Judge Goodwin had based his July 2021 decision heavily on the Grimm case, but now he had come to believe that sports competition was distinguishable from the restroom access issue, having accepted the defendants’ argument that Title IX was focused on promoting fairness for girls in school athletics and that it would be unfair, in general, to require cisgender girls to compete with transgender girls, despite the facts of individual situations. He reached this conclusion even though he also concluded that allowing B.P.J. to play girls’ sports was not unfair to the cisgender girls with whom she competed. He also emphasized that the cross-country and track competitions were not “contact sports.”

B.P.J.’s attorneys from Lambda Legal and the ACLU announced an appeal to the Fourth Circuit and asked Judge Goodwin to stay his order dissolving the preliminary injunction. The judge refused that request in an opinion issued on February 7, forcefully restating his view that the West Virginia statute, as applied to B.P.J., violated neither the Constitution nor Title IX. This was, of course, after B.P.J. had been participating in girls’ sports for a year and a half without incident, and would now suddenly be benched by judicial fiat despite a finding of no injury to others.

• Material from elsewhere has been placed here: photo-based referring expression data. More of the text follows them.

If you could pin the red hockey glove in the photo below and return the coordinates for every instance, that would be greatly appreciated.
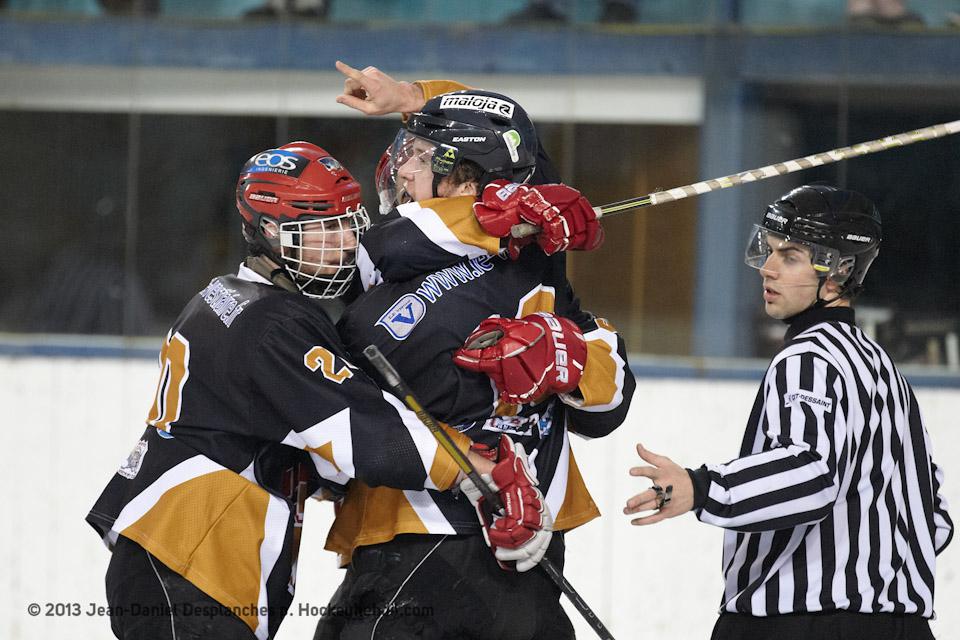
(521, 534)
(566, 219)
(528, 357)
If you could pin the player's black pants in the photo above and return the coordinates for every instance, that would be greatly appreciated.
(149, 601)
(833, 625)
(432, 587)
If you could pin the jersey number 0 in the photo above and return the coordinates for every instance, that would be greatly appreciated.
(174, 371)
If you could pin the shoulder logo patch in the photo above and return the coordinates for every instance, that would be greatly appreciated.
(401, 318)
(131, 466)
(817, 402)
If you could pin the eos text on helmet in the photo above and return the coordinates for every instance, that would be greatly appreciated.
(485, 131)
(303, 210)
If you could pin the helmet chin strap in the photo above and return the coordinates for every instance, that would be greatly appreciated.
(272, 271)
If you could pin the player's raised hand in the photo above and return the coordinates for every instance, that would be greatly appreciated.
(520, 535)
(375, 93)
(670, 495)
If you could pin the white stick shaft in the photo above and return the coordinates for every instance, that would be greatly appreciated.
(783, 168)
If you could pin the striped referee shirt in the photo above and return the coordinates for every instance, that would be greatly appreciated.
(834, 502)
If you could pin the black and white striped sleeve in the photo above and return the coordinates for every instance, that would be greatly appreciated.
(793, 452)
(941, 518)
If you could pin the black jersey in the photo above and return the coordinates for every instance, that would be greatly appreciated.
(858, 516)
(257, 407)
(432, 276)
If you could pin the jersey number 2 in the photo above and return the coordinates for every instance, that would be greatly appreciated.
(174, 371)
(321, 358)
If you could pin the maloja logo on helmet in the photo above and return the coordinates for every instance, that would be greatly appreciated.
(512, 138)
(478, 103)
(330, 163)
(277, 161)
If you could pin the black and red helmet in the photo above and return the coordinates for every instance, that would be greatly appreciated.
(841, 228)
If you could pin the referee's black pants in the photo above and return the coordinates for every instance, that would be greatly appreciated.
(832, 625)
(431, 587)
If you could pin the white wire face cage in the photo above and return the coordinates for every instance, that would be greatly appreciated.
(826, 261)
(320, 253)
(406, 147)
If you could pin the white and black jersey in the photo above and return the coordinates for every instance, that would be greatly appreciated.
(432, 275)
(834, 502)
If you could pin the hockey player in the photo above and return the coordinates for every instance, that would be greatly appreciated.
(258, 407)
(438, 275)
(833, 510)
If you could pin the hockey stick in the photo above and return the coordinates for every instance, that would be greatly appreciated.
(754, 175)
(400, 388)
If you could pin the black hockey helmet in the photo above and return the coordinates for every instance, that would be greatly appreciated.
(841, 227)
(486, 128)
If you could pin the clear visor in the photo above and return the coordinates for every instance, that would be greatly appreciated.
(826, 261)
(320, 253)
(407, 158)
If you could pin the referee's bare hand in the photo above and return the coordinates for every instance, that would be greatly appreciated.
(663, 472)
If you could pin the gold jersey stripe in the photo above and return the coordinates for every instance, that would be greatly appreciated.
(434, 88)
(371, 515)
(457, 215)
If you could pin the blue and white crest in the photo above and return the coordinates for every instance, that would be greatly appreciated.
(403, 316)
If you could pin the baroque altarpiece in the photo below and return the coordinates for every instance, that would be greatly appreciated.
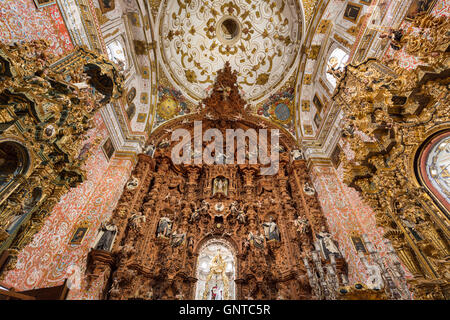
(219, 231)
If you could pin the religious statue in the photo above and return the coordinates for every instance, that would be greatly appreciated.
(164, 227)
(177, 239)
(395, 36)
(242, 217)
(220, 289)
(297, 155)
(149, 150)
(195, 215)
(234, 208)
(105, 237)
(375, 279)
(271, 230)
(308, 189)
(256, 240)
(205, 207)
(301, 223)
(220, 186)
(179, 295)
(326, 244)
(135, 221)
(133, 183)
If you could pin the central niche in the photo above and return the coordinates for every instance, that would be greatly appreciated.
(216, 271)
(228, 30)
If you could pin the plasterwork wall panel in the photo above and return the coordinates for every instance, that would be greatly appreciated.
(22, 21)
(49, 258)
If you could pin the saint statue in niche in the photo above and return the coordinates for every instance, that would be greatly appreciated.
(326, 244)
(177, 239)
(218, 279)
(256, 240)
(105, 237)
(271, 230)
(164, 227)
(220, 185)
(133, 183)
(297, 155)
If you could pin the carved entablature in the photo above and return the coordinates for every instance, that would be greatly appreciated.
(177, 209)
(47, 104)
(390, 114)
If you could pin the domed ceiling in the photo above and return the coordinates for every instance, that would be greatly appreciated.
(260, 39)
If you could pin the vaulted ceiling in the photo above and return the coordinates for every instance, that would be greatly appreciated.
(280, 49)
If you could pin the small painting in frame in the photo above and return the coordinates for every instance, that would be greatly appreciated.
(352, 12)
(419, 6)
(317, 120)
(336, 156)
(317, 103)
(44, 3)
(79, 233)
(107, 5)
(108, 148)
(359, 244)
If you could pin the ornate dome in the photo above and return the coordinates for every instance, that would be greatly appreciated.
(260, 40)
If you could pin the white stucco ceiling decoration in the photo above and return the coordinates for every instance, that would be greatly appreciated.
(260, 39)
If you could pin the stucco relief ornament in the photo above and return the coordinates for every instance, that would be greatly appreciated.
(219, 206)
(133, 183)
(308, 189)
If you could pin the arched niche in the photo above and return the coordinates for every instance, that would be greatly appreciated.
(336, 60)
(31, 199)
(433, 167)
(216, 271)
(14, 161)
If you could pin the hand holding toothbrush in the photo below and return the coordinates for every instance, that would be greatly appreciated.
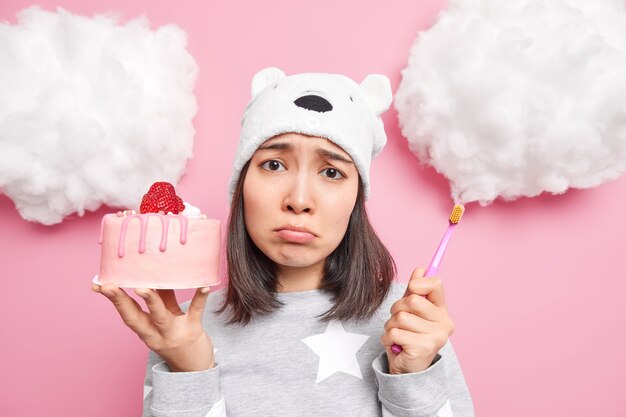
(455, 217)
(420, 323)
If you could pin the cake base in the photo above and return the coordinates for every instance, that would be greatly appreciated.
(178, 286)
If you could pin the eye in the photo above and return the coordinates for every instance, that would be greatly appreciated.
(271, 165)
(333, 173)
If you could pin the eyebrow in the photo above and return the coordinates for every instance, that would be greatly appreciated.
(323, 152)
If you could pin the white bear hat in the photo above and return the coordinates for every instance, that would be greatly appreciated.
(331, 106)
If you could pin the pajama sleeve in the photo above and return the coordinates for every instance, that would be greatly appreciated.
(181, 394)
(438, 391)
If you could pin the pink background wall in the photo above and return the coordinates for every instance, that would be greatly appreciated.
(536, 287)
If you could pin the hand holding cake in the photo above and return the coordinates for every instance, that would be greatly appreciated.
(177, 337)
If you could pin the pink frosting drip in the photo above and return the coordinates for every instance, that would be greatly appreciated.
(143, 218)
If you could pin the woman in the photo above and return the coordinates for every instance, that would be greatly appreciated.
(306, 323)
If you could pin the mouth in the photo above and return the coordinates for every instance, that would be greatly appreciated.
(295, 234)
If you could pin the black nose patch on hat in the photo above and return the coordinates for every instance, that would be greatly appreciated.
(315, 103)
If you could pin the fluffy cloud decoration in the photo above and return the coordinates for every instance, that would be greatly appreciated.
(515, 98)
(91, 111)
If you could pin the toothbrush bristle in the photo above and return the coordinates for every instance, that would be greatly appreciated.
(457, 213)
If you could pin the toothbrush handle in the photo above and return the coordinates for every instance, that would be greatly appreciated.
(434, 266)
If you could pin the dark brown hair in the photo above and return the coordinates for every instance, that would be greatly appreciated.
(358, 273)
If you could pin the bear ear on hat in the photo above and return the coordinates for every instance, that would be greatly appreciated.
(265, 77)
(377, 91)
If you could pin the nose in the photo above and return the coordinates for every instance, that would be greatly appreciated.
(299, 196)
(314, 102)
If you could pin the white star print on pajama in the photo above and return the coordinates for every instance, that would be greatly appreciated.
(337, 351)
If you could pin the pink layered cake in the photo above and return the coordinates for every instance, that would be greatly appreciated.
(169, 244)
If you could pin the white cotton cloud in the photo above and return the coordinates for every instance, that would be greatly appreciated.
(515, 98)
(91, 111)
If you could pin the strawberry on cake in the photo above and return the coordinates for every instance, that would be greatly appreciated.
(168, 244)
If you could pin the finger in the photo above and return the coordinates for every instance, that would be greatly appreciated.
(198, 302)
(411, 322)
(418, 305)
(417, 273)
(129, 310)
(159, 315)
(429, 287)
(170, 302)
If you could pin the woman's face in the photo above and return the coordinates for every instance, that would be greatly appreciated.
(299, 181)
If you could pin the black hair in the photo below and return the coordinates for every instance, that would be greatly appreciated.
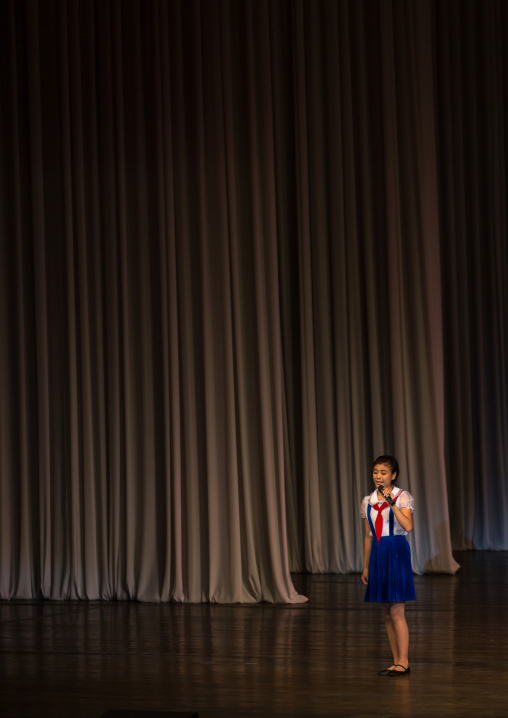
(390, 461)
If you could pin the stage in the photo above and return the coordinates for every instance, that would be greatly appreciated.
(81, 660)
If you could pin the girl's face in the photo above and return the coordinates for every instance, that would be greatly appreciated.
(383, 476)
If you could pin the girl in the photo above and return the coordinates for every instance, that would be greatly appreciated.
(387, 569)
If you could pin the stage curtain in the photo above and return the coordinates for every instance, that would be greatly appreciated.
(245, 248)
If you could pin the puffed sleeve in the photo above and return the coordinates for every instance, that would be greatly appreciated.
(406, 501)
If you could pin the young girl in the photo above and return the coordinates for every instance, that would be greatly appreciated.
(387, 571)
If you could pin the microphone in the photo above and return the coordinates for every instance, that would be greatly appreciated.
(387, 497)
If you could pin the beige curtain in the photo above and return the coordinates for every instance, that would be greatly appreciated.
(231, 251)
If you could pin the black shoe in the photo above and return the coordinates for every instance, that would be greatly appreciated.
(405, 672)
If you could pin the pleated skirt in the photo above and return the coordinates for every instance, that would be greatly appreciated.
(390, 572)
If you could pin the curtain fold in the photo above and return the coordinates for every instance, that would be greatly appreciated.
(245, 248)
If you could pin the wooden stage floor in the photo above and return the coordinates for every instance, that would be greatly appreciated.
(80, 660)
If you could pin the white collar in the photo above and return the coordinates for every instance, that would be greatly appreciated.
(374, 499)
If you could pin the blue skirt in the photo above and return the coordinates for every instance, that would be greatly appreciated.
(390, 572)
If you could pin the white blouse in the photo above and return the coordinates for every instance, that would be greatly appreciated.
(403, 500)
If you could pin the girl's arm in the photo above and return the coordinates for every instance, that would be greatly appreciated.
(367, 545)
(404, 517)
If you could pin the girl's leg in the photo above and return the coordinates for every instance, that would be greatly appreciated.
(390, 630)
(400, 633)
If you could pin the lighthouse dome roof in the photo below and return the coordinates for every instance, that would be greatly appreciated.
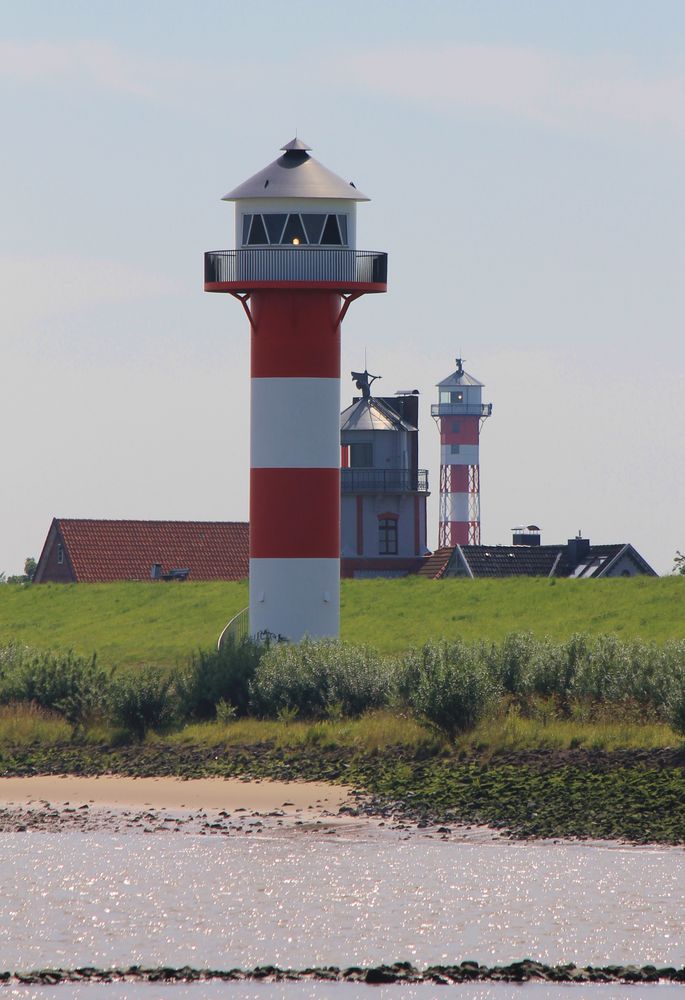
(459, 377)
(372, 414)
(295, 174)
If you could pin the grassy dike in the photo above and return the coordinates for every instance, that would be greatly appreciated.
(603, 772)
(134, 623)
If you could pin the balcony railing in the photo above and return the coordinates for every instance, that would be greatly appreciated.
(461, 409)
(384, 481)
(341, 267)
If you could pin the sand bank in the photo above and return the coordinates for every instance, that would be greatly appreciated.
(230, 794)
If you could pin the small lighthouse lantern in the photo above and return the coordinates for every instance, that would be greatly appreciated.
(459, 415)
(295, 269)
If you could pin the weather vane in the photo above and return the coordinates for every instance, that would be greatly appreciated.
(363, 381)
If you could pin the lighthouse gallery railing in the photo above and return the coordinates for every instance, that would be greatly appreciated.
(296, 264)
(383, 481)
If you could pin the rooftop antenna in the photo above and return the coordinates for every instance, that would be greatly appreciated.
(363, 381)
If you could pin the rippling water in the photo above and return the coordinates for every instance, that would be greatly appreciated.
(108, 899)
(344, 991)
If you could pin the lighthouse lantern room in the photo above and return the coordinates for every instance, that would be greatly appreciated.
(295, 270)
(459, 415)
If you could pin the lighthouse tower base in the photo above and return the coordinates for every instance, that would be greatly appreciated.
(291, 598)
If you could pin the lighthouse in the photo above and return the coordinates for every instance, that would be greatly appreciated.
(459, 415)
(295, 270)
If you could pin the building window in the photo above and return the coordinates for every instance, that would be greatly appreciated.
(387, 536)
(361, 456)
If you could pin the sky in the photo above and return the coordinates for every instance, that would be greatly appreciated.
(525, 165)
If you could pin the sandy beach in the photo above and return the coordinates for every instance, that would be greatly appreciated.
(230, 794)
(207, 806)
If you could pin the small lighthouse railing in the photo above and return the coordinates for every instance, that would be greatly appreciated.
(296, 264)
(461, 409)
(383, 481)
(237, 629)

B.P.J.’s attorneys promptly submitted a motion to the Fourth Circuit, urging that court to issue its own preliminary injunction staying Judge Goodwin’s order by February 26, a crucial date in terms of B.P.J.’s ability to continue playing women’s sports without interruption while her appeal is pending. On February 22, a three-judge panel voted 2-1 to grant her motion, staying the district court’s January 5, 2023, order while the case is reviewed on the merits by the appeals court.

This ruling on the plaintiff’s motion, unaccompanied by any written explanation, may signal how the panel will rule on the merits, but is certainly not definitive as to that. Unsurprisingly, the judges on the panel who voted to grant the stay — Circuit Judges Pamela Harris and Toby Heytens — were appointed by Presidents Barack Obama and Joe Biden, respectively. Circuit Judge Steven Agee, appointed by President George W. Bush, dissented from the court’s order. As of February 23, the judges had not issued any further written explanation of their ruling on the plaintiff’s motion.

As of now, then, by court order B.P.J. is allowed to continue participating in girls’ sports teams at her middle school, but the injunction does not apply to other parties at this point, since the scope of Judge Goodwin’s original preliminary injunction was limited to B.P.J. He had made no determination in connection with the July 2021 decision about whether the West Virginia statute was facially unlawful, postponing that issue until he ruled on the merits. It is possible that the Fourth Circuit will decide that Judge Goodwin should determine the question of facial invalidity as well and send the case right back to him.

Judge Goodwin, who was appointed by President Bill Clinton, is a former chief judge of the West Virginia district court.